C’est contre l’oppression deux fois imposée aux femmes qu’ils appellent le mouvement ouvrier à se battre. Plus mal payées que les hommes, encore plus durement exploitées à l’usine, à la ferme, elles subissent de plus le lourd fardeau des tâches domestiques et ménagères. Deux fois exploitée est la femme, doublement fondée est sa révolte : “Esclave est le prolétaire, esclave entre tous est la femme du prolétaire », s’était déjà exclamée la grande militante anarchiste Louise Michel.

Le droit de vote sans liberté économique n’est ni plus ni moins qu’un chèque en blanc, affirme Clara Zetkin à la tribune du premier congres de la nouvelle Internationale. Si l’émancipation sociale dépendait des droits politiques, la question sociale n’existerait pas dans les pays ou est institué le suffrage universel”. Tel sera le cadre de la bataille inlassable qu’elle entreprend alors, où elle associe à la fois la lutte sur le terrain de la démocratie pour les droits politiques et civils des femmes (qui se concentre sur la revendication du droit de vote), et leurs droits sociaux : l’égalité de rémunération, l’identité des conditions de travail, leur protection particulière comme femmes et comme mères.

En 1907, elle propose que l’Internationale convoque, juste avant son congrès qui va se tenir à Stuttgart, une “conférence internationale des femmes socialistes”. Cinquante-huit déléguées de quinze pays y participent. Clara Zetkin lance un appel aux partis socialistes pour qu’ils organisent les femmes de la classe ouvrière. Son discours introductif met au centre la revendication du suffrage universel, tout en affirmant qu’il ne résoudra pas tous les problèmes : “Pour les femmes aussi, les classes ne seront pas supprimées”.

La deuxième conférence internationale des femmes socialistes se tient trois ans plus tard, à Copenhague, de nouveau juste avant le congrès de l’Internationale. Cette fois, cent déléguées représentent dix-sept pays.
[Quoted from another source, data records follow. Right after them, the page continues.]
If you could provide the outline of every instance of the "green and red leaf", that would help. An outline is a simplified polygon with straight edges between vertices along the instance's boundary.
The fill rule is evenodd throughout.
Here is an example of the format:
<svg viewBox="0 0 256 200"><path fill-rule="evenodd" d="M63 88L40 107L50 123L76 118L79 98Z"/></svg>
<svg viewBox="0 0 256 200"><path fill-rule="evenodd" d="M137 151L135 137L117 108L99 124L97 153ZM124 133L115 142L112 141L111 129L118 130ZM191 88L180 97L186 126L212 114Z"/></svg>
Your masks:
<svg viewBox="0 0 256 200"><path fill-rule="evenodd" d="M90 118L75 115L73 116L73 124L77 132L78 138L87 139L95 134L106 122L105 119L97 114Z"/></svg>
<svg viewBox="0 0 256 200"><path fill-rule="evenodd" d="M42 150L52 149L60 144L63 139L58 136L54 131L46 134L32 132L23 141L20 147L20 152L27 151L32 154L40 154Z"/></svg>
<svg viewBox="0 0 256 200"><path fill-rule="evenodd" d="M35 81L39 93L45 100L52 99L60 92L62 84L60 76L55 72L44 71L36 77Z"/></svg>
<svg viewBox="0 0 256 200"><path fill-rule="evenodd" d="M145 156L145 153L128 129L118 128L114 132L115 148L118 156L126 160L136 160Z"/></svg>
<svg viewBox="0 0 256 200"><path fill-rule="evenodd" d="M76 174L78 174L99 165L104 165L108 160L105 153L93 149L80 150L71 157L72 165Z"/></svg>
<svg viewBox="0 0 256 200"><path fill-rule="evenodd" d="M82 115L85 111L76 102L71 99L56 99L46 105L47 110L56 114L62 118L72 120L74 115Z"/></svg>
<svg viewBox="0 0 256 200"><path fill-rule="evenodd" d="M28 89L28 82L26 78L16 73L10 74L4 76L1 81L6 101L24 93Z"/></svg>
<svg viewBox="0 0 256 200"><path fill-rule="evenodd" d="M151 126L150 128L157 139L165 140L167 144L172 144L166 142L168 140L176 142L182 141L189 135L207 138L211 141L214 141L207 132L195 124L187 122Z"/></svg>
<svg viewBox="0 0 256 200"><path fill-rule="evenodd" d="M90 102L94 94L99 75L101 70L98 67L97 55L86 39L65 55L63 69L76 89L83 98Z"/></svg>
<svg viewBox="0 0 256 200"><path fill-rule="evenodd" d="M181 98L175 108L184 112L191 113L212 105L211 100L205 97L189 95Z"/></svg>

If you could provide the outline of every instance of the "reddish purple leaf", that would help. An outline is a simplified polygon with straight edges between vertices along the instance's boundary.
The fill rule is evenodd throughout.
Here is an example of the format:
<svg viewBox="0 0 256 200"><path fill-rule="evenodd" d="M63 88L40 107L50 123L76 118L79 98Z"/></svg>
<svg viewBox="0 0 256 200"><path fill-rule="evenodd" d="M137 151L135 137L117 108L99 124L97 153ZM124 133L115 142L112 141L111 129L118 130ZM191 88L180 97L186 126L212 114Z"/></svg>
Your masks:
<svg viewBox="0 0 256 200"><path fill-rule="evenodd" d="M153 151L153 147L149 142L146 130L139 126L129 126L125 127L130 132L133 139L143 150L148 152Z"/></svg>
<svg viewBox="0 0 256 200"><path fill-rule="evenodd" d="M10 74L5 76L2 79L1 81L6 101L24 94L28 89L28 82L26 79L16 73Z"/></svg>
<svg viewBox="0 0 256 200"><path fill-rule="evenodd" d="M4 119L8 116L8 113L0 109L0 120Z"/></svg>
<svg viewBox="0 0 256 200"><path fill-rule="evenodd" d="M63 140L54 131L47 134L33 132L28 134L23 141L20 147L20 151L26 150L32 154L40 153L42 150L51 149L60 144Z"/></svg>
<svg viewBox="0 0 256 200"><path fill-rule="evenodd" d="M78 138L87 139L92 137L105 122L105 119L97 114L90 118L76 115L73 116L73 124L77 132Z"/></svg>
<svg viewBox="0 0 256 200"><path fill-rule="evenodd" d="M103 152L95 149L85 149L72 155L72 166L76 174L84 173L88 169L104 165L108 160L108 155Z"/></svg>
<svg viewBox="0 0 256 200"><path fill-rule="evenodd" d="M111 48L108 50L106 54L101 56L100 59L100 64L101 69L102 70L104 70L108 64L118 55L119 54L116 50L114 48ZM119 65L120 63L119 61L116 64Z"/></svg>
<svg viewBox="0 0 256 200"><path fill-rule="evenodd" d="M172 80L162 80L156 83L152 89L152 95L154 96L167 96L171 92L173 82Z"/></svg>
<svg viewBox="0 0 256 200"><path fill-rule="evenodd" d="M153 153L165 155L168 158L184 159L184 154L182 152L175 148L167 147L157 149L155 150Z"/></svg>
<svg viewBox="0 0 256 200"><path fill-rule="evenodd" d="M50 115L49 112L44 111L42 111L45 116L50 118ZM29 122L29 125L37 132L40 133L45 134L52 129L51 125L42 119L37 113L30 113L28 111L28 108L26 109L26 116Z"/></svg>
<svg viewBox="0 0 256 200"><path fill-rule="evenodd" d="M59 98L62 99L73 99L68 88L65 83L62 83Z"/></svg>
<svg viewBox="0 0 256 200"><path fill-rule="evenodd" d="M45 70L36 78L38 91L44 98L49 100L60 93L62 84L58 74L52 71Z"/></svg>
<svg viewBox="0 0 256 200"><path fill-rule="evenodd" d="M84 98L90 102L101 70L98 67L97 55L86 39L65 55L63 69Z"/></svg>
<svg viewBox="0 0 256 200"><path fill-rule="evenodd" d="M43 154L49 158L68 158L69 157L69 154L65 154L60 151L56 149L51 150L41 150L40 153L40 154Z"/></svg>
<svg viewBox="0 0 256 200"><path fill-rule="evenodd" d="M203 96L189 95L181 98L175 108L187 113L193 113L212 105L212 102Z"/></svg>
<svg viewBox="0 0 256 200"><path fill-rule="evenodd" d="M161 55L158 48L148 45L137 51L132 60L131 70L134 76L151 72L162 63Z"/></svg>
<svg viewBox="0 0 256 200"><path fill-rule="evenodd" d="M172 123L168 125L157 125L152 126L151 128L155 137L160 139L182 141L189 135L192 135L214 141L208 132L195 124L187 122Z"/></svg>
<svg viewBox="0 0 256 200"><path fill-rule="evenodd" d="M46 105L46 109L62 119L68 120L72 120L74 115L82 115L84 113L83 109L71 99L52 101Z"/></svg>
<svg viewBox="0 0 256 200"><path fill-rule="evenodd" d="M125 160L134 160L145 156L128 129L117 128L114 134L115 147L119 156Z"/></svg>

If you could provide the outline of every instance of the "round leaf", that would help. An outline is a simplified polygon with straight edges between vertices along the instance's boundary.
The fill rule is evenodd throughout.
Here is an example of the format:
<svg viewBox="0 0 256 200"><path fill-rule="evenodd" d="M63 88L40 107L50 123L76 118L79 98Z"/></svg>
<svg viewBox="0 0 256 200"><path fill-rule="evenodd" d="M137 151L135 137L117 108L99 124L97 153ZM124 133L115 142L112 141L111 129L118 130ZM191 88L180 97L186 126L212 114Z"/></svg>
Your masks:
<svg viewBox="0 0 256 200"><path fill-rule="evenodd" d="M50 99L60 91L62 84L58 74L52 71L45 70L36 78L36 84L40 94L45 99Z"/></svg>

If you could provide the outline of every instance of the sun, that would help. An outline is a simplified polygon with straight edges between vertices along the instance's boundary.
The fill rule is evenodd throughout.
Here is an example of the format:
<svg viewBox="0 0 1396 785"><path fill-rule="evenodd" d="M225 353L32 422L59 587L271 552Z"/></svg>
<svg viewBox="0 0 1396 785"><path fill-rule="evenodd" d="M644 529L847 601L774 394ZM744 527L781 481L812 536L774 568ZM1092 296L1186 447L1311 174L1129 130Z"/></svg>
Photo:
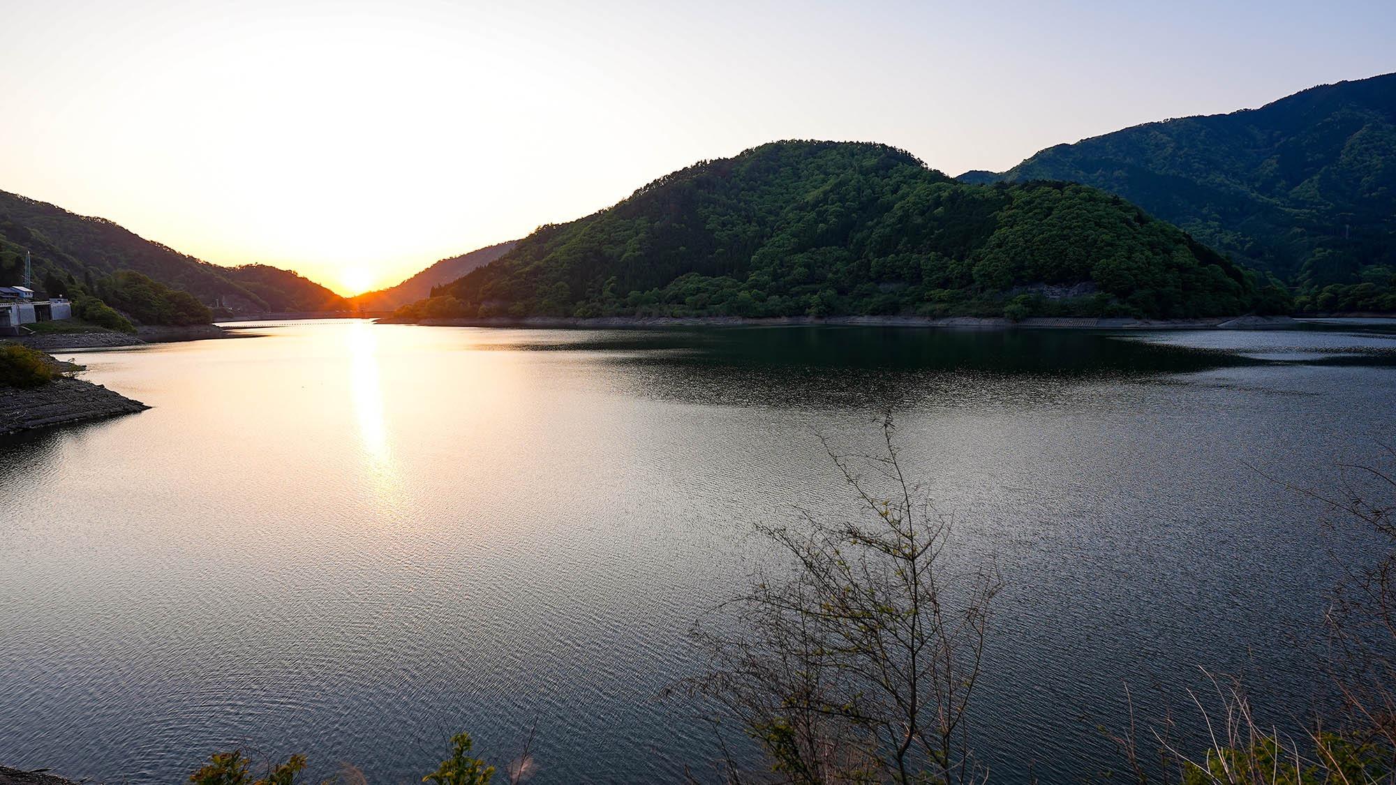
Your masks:
<svg viewBox="0 0 1396 785"><path fill-rule="evenodd" d="M362 295L373 288L373 272L363 267L348 267L339 272L339 288L346 298Z"/></svg>

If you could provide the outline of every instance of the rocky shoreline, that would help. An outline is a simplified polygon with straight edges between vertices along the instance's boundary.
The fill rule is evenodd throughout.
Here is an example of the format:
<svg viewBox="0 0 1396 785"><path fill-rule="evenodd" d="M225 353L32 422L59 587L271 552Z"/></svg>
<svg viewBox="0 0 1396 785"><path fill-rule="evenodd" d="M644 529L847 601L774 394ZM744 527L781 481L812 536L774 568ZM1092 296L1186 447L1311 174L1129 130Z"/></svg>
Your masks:
<svg viewBox="0 0 1396 785"><path fill-rule="evenodd" d="M191 324L170 327L163 324L142 324L130 332L47 332L25 335L18 342L34 349L52 352L54 349L107 349L114 346L141 346L145 344L169 344L176 341L202 341L205 338L226 338L228 332L216 324Z"/></svg>
<svg viewBox="0 0 1396 785"><path fill-rule="evenodd" d="M736 316L711 317L490 317L490 318L380 318L378 324L420 324L424 327L514 327L514 328L575 328L625 330L662 327L779 327L779 325L850 325L850 327L933 327L951 330L1284 330L1301 323L1289 316L1238 316L1212 318L1096 318L1096 317L1033 317L1011 321L1004 317L946 317L916 316L831 316L743 318Z"/></svg>
<svg viewBox="0 0 1396 785"><path fill-rule="evenodd" d="M0 387L0 436L131 415L148 408L101 384L59 376L29 390Z"/></svg>
<svg viewBox="0 0 1396 785"><path fill-rule="evenodd" d="M78 785L78 782L54 777L43 770L22 771L0 765L0 785Z"/></svg>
Une journée internationale de lutte pour le droit de vote des femmes est décidée. Elle devra être organisée chaque année, dans chaque pays. Les mots d’ordre devront se distinguer nettement de ceux des féministes bourgeoises, les “suffragistes”, qui ne revendiquent pas, pour la plupart d’entre elles, le suffrage universel, droit démocratique par excellence, mais un droit de vote réservé aux classes privilégiées, souvent lié au paiement de l’impôt, donc censitaire et réactionnaire par nature. La résolution qui décide la “Journée internationale des femmes” précise qu›elle devra être organisée avec l’accord des organisations politiques et syndicales de la classe ouvrière.

La date de la première est fixée au 19 mars 1911, pour commémorer l’anniversaire de la proclamation de la Commune de Paris. Des réunions et des manifestations ont lieu dans une dizaine de pays. A Wedding, à Moabit, ce sont des cortèges de plusieurs milliers de femmes qui se constituent dans ces faubourgs ouvriers de Berlin. En 1912, pour la première fois, la “Journée internationale des femmes” a lieu le 8 mars, ainsi qu›en 1915.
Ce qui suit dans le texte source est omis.